Difference between revisions of "STG in Javascript"

Latest revision as of 22:00, 15 December 2008

Note (Aug 27, 2007): This page was started about a year ago. Over time, the focus was changed to integration with Yhc Core, and the work in progress may be observed here: Yhc/Javascript.

Disclaimer: Here are my working notes related to an experiment to execute Haskell programs in a web browser. You may find them bizzarre, and even non-sensual. Don't hesitate to discuss them (please use the Talk:STG in Javascript page). Chances are, at some point a working implementation will be produced.

The Javascript Shell is of great help for this experiment.

Aug 22, 2006

Several people expressed interest in the matter, e. g.: [1], [2].

A Wiki page Hajax has been recently created, which summarizes the achievements in the related fields. By these experiments, I am trying to address the problem of Javascript generation out of a Haskell source.

To achieve this, an existing Haskell compiler, namely nhc98, is being patched to add a Javascript generation facility out of a STG tree: the original compiler generates bytecodes from the same source.

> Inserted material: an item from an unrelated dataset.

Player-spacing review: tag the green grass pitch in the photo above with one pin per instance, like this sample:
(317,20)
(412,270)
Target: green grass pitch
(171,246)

After (unsuccessful) trying several approaches (e. g. Javascript closures (see [3]), it has been decided to implement a STG machine (as described in [4]) in Javascript.

The abovereferenced paper describes how to implemement a STG machine in assembly language (or C). Javascript implementation uses the same ideas, but takes advantage of automatic memory management provided by the Javascript runtime, and also built-in handling of values more complex than just numbers and arrays of bytes.

To describe a thunk, a Javascript object of the following structure may be used:

thunk = {
  _c:function(){ ... },                 // code to evaluate a thunk
  _1:...,                               // argument 1
  _2:...,
  _N:...                                // argument n
};

So, similarly to what is described in the STG paper, the c method is used to evaluate a thunk. This method may also do self-update of the thunk, replacing itself (i. e. this.c) with something else, returning a result as it becomes known (i. e. in the very end of thunk evaluation).

Some interesting things may be done by manipulating prototypes of Javascript built-in classes.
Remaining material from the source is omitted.